Il fut un temps où un marchand ambulant de galettes était fort aimé à Montréal. L’avocat et archiviste Édouard-Zotique Massicotte parle de ce personnage dans L’Album illustré du 8 novembre 1890.

Dans les métiers, comme dans le commerce, comme tous les arts, il arrive que des individus supérieurement doués, pour le genre de travail qu’ils ont adopté, dépassent bientôt leurs confrères et savent tenir le haut du pavé. Hélas ! rien n’est stable en ce monde. En voici un exemple.

Il y a quelques années, sans avoir averti les citadins, passa dans les rues de notre ville un individu qui fit fureur dès le moment de son apparition. Pourtant, rien, ni dans son extérieur, ni dans ses habitudes, n’avait jusqu’alors annoncé ce phénomène.

Cependant, par un cri, lancé d’une manière à lui seul, entremêlé de farces plus ou moins polies, mais toujours à propos, cet homme fit sortir Montréal de ses gonds. Sur son passage, les enfants pullulaient, les femmes ouvraient leurs fenêtres avec fracas, les hommes accouraient aux portes. Pas un ne voulait ne pas voir celui qui dans un jour, au chant de : Galette, galette, galette, s’était fait une popularité digne d’un gouverneur anglais.

Sa voix était si sympathique, ses intonations si heureuses, ses paroles tellement appropriées au goût de la populace, qu’il vendait, vendait, vendait. Il fut prêt de faire fortune. Tous voulaient des galettes.
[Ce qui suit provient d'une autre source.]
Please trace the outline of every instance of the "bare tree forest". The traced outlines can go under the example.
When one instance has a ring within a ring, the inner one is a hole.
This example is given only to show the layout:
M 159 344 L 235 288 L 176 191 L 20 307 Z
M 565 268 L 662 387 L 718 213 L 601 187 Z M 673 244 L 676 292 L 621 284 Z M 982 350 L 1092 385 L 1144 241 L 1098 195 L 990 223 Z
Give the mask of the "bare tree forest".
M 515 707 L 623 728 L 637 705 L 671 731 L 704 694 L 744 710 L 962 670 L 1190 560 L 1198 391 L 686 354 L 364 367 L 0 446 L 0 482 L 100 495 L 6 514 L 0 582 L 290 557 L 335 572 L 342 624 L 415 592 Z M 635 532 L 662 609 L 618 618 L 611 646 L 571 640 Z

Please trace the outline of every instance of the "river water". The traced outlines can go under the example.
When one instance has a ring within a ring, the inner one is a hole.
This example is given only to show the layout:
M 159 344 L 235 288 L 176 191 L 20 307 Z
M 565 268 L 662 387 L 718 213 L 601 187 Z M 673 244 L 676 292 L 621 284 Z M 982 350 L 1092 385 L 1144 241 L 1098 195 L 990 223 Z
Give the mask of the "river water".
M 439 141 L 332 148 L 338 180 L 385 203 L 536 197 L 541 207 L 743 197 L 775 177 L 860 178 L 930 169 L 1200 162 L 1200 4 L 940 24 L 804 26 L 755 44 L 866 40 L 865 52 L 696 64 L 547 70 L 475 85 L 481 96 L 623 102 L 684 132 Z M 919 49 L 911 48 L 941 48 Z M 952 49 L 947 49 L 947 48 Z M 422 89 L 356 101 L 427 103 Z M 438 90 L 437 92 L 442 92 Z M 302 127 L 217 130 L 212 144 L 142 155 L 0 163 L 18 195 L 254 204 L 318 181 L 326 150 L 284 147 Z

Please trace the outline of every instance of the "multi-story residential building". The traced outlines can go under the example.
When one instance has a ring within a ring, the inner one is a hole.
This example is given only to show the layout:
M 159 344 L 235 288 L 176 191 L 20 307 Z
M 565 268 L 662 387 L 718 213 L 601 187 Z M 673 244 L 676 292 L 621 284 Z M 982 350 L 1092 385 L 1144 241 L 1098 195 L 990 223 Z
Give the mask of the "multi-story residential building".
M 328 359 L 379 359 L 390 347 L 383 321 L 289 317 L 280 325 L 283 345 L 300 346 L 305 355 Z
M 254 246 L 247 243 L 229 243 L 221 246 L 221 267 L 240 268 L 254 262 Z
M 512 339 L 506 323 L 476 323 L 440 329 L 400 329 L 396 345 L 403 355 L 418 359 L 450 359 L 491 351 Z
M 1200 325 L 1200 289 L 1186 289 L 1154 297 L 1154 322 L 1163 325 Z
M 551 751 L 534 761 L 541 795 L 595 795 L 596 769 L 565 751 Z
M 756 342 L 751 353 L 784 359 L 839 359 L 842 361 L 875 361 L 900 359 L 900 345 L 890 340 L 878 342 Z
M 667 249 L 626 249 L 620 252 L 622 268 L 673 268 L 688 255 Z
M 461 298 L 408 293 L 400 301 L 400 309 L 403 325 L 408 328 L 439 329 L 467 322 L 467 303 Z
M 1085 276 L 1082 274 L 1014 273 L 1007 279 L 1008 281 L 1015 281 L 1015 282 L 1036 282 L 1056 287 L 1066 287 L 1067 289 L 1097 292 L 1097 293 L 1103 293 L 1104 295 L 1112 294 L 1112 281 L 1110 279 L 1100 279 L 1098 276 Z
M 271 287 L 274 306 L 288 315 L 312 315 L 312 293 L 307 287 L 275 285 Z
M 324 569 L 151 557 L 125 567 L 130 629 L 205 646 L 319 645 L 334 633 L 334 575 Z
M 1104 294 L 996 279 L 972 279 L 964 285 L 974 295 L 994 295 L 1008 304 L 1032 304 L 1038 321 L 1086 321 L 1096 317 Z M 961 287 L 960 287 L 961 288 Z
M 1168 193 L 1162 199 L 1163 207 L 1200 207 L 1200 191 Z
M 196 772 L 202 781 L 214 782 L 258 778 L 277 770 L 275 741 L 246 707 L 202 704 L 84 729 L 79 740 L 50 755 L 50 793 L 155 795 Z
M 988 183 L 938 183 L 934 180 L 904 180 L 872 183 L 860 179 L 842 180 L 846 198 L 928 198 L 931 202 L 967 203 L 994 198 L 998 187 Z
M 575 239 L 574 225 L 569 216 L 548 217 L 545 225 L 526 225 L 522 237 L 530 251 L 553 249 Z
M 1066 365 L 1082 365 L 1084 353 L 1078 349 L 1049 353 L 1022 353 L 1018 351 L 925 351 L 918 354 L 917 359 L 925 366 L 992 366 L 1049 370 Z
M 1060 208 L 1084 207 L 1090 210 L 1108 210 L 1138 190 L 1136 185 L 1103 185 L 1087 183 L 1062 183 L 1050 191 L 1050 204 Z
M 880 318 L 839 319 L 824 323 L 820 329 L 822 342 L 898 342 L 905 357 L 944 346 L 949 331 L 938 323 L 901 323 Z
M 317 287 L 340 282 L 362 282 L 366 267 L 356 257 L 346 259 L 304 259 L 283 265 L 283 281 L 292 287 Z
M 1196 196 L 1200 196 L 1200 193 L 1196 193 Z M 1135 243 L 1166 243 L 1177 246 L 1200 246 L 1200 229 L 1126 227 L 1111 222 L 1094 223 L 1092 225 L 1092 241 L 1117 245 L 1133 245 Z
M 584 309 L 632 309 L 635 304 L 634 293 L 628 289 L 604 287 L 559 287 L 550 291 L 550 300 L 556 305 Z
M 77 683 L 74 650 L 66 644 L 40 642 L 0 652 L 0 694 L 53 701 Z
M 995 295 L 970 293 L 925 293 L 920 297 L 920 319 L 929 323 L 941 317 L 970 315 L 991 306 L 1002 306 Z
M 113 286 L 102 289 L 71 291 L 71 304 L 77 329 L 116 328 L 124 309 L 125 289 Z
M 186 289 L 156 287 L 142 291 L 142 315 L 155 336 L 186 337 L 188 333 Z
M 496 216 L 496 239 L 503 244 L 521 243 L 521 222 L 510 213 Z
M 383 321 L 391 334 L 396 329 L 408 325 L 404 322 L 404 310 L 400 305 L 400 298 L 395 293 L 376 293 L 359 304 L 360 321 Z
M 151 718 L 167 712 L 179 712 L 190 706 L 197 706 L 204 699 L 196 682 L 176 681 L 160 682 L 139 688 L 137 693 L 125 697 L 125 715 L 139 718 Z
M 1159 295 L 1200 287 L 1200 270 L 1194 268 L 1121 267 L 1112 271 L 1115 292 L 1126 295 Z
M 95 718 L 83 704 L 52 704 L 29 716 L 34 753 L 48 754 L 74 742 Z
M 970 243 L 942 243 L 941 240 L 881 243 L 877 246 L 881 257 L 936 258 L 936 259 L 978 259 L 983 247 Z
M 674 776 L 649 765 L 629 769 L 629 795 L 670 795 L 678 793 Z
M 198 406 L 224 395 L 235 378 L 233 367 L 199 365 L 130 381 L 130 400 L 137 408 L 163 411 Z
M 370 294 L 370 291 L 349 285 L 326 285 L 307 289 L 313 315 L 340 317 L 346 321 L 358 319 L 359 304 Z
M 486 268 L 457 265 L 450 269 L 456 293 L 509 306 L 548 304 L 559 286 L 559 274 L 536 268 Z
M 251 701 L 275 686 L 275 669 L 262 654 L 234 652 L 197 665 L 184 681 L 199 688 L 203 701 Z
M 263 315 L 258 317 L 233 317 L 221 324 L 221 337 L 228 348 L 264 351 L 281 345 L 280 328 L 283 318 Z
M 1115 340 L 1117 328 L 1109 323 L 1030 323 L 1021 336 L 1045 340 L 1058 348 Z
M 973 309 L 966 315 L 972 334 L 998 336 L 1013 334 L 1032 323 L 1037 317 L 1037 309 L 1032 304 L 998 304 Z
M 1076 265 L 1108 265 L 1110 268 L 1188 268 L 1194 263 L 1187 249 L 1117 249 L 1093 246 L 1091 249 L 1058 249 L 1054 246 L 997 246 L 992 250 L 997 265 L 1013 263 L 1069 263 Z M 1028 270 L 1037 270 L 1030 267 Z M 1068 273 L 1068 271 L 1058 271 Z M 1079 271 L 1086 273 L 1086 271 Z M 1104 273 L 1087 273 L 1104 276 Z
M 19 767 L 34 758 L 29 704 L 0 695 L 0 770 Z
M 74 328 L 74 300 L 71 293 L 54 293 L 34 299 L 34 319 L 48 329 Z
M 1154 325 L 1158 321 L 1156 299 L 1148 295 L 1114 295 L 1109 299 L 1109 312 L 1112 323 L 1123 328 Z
Juché sur une petite express attelée d’une rossinante paisible, qui contrastait étrangement avec les allures vives du maître, notre homme, avec des allures de tribun populaire, débitait sa marchandise en parlant continuellement :

Galette, galette, galette
Bonne galette au beurre
Pas trop d’beurr’ dedans.
Le beurr’ a passé au travers
De la tinette
Pour rejoindre la galette…
Galette, galettes, madame,
Troisse pour cinq cennes.

Puis il continuait, mêlant la politique et les affaires publiques, saupoudrant le tout de propos plus ou moins scabreux, il eut une vogue phénoménale.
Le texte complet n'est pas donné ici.